堂々と入ってくるマヤさんと、後ろからちょこちょこ着いてくる七瀬さん。
「車貸すから、行ってきなさい」
「ありがとーマヤちゃん。皆のぶんも買ってくるね」
「頼んだわよ。ラズベリーか宇治抹茶ね」
「らじゃらじゃだよ」
俺の心臓はびっくりでバクバクしているのに、古河はちっとも動じていない。なんだこいつの心臓。鋼でできてるのか?
胸を押さえていると、静かに七瀬さんが近づいてくる。
「お帰りなさいです」
「ただいまです」
「…………」
「…………なに?」
今日は沈黙が多いな。もしかしてそういう日だったりします? 沈黙の日。みたいな。縁起悪そうだなおい。
「どう、でしたか?」
「どう、とは」
「行ってきた感想です」
「あー。ええっとね」
家族の問題は、結局俺にはわからなかったし、わかっても語るようなものじゃない。ざーっと一日の記憶を漁って、七瀬さんに言えるようなものは。
うん。これだ。
「やっぱり、小さい子は可愛いなって思ったよ」
「先輩。
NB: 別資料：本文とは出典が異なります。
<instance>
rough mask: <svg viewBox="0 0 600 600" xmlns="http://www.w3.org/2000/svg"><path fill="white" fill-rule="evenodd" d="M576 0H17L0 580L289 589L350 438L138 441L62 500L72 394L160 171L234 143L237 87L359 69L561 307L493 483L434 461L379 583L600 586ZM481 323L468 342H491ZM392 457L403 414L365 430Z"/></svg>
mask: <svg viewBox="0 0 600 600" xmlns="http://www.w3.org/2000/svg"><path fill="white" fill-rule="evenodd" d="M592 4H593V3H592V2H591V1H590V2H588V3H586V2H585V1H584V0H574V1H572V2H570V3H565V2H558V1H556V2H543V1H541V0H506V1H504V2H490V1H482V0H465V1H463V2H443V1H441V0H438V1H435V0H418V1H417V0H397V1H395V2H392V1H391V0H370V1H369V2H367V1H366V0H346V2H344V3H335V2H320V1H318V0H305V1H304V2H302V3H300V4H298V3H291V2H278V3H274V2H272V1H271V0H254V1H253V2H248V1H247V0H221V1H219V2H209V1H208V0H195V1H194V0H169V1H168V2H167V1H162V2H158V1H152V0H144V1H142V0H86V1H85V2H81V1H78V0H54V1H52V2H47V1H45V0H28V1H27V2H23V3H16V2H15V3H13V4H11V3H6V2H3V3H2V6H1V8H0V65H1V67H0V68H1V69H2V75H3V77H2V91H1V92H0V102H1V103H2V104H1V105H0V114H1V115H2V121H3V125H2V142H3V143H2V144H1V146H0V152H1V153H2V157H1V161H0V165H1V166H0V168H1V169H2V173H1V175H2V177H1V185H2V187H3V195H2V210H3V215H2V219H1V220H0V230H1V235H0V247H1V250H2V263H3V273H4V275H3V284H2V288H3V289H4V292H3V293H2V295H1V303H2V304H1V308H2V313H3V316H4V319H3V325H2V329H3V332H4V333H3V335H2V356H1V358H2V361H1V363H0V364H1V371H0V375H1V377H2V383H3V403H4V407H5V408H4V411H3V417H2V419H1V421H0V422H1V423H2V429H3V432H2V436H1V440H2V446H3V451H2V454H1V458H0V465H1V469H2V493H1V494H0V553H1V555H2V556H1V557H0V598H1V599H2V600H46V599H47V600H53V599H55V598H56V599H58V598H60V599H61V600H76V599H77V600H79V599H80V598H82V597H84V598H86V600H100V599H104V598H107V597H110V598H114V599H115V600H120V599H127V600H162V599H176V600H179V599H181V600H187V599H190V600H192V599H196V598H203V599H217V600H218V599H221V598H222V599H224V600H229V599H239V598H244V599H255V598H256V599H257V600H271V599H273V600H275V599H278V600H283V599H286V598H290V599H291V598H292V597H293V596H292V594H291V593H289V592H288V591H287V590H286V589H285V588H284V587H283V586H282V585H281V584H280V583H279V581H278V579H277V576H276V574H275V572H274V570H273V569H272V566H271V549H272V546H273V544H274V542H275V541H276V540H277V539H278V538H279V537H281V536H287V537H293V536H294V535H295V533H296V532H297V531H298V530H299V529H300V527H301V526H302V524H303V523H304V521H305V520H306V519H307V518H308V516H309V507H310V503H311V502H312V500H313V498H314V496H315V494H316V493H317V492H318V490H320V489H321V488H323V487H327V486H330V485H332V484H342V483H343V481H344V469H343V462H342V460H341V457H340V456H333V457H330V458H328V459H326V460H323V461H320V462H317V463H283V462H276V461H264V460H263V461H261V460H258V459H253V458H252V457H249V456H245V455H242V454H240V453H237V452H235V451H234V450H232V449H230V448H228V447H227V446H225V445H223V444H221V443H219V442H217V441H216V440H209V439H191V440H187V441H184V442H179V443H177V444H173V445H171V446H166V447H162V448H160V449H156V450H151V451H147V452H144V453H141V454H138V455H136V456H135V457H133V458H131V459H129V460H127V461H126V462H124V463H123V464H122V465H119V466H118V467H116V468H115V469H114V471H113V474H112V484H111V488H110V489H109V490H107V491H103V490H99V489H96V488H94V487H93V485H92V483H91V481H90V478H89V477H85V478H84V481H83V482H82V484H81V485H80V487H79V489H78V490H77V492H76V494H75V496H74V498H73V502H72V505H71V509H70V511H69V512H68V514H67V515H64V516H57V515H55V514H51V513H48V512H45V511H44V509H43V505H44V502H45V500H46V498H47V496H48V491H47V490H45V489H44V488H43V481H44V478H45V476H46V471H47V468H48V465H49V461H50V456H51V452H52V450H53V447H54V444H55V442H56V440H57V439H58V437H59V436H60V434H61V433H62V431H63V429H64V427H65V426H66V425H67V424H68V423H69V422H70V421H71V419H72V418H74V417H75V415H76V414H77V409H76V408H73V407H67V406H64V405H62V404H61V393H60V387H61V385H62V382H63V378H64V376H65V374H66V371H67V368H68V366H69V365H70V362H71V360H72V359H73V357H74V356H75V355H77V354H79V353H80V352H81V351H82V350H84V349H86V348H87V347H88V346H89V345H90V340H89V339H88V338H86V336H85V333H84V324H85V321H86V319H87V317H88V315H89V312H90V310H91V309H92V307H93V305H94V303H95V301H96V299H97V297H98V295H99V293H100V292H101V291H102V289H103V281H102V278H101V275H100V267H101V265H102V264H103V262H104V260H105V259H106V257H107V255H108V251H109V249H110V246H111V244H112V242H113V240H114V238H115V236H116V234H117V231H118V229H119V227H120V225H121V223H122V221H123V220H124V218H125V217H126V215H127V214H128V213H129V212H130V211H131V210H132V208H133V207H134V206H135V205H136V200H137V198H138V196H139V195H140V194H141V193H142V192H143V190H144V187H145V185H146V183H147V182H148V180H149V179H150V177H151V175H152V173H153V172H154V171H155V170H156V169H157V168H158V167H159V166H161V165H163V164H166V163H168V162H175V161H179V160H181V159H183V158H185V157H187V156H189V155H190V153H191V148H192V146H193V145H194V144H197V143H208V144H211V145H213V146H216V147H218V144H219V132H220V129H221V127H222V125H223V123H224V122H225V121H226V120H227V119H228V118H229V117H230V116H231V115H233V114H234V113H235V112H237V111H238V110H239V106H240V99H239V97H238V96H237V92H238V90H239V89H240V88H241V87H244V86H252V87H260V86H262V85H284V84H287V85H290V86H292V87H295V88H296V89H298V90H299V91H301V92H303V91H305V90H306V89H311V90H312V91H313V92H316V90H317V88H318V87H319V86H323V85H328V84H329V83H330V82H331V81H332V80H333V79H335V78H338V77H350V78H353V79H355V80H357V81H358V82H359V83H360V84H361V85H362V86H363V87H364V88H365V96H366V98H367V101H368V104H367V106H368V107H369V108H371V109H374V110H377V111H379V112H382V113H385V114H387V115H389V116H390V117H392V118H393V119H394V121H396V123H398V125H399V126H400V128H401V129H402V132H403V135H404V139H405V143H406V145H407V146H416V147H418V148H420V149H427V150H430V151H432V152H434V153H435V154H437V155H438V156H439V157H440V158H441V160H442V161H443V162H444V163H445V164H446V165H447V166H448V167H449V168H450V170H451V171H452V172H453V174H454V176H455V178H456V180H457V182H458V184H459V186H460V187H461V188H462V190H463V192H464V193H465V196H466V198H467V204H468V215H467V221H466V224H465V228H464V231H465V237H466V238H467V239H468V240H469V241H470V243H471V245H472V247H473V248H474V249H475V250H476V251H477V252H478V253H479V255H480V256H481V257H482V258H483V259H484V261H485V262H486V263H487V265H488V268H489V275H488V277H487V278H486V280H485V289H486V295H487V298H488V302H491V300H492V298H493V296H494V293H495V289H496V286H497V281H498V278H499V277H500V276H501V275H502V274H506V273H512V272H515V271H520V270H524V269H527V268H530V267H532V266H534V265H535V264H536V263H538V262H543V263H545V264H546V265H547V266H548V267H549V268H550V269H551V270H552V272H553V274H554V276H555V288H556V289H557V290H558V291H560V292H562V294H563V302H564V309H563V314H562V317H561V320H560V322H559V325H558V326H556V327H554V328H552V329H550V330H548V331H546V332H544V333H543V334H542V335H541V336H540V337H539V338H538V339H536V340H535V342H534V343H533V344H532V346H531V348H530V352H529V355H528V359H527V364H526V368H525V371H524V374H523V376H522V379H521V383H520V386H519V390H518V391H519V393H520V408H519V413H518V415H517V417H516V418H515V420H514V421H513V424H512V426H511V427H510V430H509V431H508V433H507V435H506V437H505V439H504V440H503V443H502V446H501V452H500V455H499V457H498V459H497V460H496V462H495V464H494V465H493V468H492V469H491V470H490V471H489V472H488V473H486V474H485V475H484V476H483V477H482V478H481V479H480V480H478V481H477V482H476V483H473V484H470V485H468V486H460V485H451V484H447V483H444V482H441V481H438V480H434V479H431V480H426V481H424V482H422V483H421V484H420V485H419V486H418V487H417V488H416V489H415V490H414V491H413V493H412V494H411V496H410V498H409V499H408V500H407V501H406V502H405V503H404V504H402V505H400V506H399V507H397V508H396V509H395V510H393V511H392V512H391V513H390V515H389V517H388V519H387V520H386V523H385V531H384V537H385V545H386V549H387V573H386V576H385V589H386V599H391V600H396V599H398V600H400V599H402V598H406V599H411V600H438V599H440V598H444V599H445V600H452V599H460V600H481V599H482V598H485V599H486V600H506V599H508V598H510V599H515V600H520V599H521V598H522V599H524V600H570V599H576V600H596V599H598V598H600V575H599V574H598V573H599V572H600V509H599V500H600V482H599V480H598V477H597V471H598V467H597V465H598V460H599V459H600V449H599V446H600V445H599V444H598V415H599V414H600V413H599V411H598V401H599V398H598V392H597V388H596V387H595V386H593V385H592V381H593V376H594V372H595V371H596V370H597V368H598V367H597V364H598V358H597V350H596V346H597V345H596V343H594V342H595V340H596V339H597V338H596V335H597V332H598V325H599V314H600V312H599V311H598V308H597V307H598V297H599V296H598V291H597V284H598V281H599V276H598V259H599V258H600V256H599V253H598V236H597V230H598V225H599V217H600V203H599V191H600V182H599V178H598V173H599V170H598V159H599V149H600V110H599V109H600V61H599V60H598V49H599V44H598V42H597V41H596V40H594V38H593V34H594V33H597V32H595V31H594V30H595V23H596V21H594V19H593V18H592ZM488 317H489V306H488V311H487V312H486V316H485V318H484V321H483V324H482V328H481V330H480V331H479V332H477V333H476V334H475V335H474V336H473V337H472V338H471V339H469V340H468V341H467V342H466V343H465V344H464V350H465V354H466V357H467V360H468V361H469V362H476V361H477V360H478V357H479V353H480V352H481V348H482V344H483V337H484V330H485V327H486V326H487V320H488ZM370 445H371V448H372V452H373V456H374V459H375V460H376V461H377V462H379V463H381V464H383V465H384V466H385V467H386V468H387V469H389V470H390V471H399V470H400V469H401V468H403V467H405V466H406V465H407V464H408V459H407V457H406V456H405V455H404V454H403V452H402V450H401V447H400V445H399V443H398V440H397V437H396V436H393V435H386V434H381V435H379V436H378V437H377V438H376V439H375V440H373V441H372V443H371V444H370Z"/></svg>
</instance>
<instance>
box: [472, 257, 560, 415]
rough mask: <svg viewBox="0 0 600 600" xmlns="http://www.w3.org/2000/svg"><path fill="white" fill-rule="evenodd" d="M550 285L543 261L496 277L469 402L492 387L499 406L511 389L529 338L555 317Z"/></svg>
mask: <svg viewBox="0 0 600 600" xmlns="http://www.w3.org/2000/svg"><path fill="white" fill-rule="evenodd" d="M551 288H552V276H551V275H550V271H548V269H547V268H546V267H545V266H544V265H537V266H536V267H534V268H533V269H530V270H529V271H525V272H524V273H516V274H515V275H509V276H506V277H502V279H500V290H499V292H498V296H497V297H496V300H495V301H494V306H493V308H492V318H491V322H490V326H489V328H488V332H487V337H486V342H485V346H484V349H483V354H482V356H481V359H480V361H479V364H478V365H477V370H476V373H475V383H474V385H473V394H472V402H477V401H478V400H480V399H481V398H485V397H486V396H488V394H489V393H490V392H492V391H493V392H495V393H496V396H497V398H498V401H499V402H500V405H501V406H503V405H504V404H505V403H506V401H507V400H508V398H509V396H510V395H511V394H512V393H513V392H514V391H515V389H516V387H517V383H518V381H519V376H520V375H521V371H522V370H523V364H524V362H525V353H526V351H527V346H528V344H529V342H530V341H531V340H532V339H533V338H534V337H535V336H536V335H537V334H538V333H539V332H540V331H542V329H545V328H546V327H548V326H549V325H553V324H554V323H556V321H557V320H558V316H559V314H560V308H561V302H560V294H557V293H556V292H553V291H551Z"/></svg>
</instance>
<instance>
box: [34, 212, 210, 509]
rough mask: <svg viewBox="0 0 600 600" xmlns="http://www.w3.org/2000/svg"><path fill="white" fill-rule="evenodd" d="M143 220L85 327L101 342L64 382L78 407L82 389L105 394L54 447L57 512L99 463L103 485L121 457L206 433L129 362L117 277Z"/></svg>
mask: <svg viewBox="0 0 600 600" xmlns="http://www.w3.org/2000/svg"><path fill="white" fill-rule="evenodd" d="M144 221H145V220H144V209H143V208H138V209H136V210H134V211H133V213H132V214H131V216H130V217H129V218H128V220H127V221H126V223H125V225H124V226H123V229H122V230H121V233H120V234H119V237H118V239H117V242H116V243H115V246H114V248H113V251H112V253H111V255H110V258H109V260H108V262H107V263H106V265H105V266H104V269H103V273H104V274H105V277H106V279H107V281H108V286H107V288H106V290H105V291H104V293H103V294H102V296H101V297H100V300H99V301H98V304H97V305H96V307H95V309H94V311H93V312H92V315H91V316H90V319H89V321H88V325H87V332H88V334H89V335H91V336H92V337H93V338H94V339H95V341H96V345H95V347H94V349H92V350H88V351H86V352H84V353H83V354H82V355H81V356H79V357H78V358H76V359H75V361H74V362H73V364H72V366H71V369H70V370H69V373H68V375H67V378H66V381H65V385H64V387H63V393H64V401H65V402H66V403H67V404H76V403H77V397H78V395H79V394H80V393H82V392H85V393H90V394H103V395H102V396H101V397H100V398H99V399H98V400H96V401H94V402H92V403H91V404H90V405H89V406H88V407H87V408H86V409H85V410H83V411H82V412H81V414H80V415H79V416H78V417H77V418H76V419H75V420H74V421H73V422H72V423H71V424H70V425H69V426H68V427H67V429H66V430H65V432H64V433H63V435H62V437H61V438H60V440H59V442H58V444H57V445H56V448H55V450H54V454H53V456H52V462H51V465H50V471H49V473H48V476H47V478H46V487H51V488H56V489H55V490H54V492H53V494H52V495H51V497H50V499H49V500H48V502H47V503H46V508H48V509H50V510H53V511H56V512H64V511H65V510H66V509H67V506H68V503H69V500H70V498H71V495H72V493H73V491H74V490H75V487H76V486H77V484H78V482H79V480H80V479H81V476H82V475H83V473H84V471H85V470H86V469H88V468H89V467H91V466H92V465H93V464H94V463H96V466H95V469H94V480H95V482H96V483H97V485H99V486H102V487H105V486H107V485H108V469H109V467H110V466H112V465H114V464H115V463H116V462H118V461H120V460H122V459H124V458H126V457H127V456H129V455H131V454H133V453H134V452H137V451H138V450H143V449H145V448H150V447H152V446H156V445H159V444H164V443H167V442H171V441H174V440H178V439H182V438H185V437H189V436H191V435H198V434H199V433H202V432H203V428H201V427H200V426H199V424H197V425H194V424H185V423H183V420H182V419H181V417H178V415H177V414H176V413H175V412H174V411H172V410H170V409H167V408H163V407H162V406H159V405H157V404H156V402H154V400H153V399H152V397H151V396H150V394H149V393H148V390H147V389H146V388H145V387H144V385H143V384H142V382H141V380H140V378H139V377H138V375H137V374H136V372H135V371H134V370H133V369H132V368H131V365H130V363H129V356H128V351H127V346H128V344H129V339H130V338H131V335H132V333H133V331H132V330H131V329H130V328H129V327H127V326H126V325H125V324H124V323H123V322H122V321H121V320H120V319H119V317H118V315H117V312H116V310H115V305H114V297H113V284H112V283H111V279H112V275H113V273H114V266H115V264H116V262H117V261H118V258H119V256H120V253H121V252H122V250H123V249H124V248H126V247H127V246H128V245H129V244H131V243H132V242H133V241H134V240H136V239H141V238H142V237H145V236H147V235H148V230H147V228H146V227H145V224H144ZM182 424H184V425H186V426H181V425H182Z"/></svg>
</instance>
また罪を重ねたんですか?」
「初犯すらまだだよ!?」
めちゃくちゃドン引きされた。
俺はいったいなにを間違ったんだろう。っていうか「また」ってなに?
「言い訳は弁護士と考えてくださいね」
「取り合って! 俺の話を聞いて!」
なんなんだこのカオス。まさに混沌。頭痛が痛いぜ。
ここに宮野が加わったらと思うと……想像するのも嫌になるな。
だけどなんか、笑っちまう。
◇
宮野が帰ってきたのは、翌日の昼過ぎだった。
帰ってきてすぐ、彼女は俺の部屋にやってきて、「トム先輩はエスパーなのか?」と真面目な顔で聞いてきた。
「だったらその道で商売やってるよ」
「それもそうだな」
「誤解、ちゃんと解けたか?」
「ああ。おかげさまで。ありがとう」
「どういたしまして」
真っ直ぐに俺のことを見上げる瞳は、いつにも増して迷いがない。伝える言葉がなくなってもなお、じっと見続けてくる。
「どうした? 俺の顔になんかついてる?」
「いや。なんでもないのだ。なんでもない……が、一つ区切りがついたから、なにかしたほうがいいのかなと」
「まーた難しいことを」
おかしくて笑ってしまう。宮野にとっては笑い事じゃないかもしれないけど、俺は笑うよ。
俺はそうやって、お前のことを肯定したいから。
「んじゃ、両手挙げろ」
「え、両手? あ、ああ」
「せーのでいくぞ」
「せーの?」
俺も両手を挙げ、宮野と俺の中間点を目指して、手を前に。
「せーのっ」
「せ、せーの」
手の平同士がぶつかって、乾いた音が鳴る。
「お疲れさん」
ハイタッチの後には、笑顔だけが残った。